**
Pasca proklamasi kemerdekaan, para pemuda Surabaya berhasil memperoleh senjata dari Tentara Jepang. Selain itu, gerakan pemuda juga diorganisir sedemikian rupa, sehingga mereka siap menghadapi berbagai ancaman yang datang dari manapun.
Aku sampai di Surabaya malam hari, sesuai pesan guruku, aku harus bergabung dengan para laskar pemuda Surabaya di dekat Jembatan Merah. Kebanyakan dari mereka ternyata adalah para santri. Tak ada satu pun yang kukenal, tapi mereka langsung akrab denganku. Ada semacam ikatan yang menyatukan kami. Pimpinan laskar pemuda memanggil kami.
"Kebanyakan dari kita di sini baru pertama kali bertemu dan tak saling mengenal sebelumnya. Tapi saya yakin jiwa kita telah akrab. Kita disatukan oleh rasa senasib seperjuangan. Maka dari itu kita sebenarnya adalah satu. Satu jiwa satu tujuan. Kita lahir dan besar di tanah ini. Sudah seharusnya kita ikut andil angkat senjata melawan perampok yang ingin merebut dan merampas kota ini.

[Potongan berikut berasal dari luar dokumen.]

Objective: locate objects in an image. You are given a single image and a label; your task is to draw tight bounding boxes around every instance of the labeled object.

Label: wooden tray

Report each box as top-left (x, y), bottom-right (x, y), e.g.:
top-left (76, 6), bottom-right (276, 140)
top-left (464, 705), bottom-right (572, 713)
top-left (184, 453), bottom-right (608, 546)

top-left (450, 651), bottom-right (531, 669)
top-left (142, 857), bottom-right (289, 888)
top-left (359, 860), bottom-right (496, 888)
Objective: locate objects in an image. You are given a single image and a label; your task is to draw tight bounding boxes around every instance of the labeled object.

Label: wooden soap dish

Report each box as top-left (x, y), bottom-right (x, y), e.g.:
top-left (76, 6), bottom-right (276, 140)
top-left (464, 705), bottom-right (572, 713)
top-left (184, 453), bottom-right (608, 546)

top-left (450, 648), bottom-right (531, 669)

Saudara-saudaraku seperjuangan, mari niatkan hati kita untuk membela tanah air. Membela negeri ini. Pasukan penjajah telah mendarat di Surabaya, kabar yang saya terima mereka berjumlah 5.000 tentara dengan senjata yang canggih. Tapi kita tidak takut, kita tidak gentar sedikitpun. Kita akan berjuang sampai titik darah penghabisan.
Rawe-rawe rantas malang-malang putung. Tidak ada ruang sedikitpun untuk penjajah di Surabaya. Lebih baik kita mati dalam perjuangan daripada hidup terhina. Mereka datang dengan alasan untuk membebaskan kumpeni yang ditawan dan melucuti senjata Jepang. Tapi di balik itu sebenarnya Cindhil Abang iki arep njajah kutho Suroboyo maneh. Besok pagi persiapkan diri kalian untuk menggempur mereka. Yakinlah kita akan menang. Sebab, Allah bersama kita. Allaahu akbar!"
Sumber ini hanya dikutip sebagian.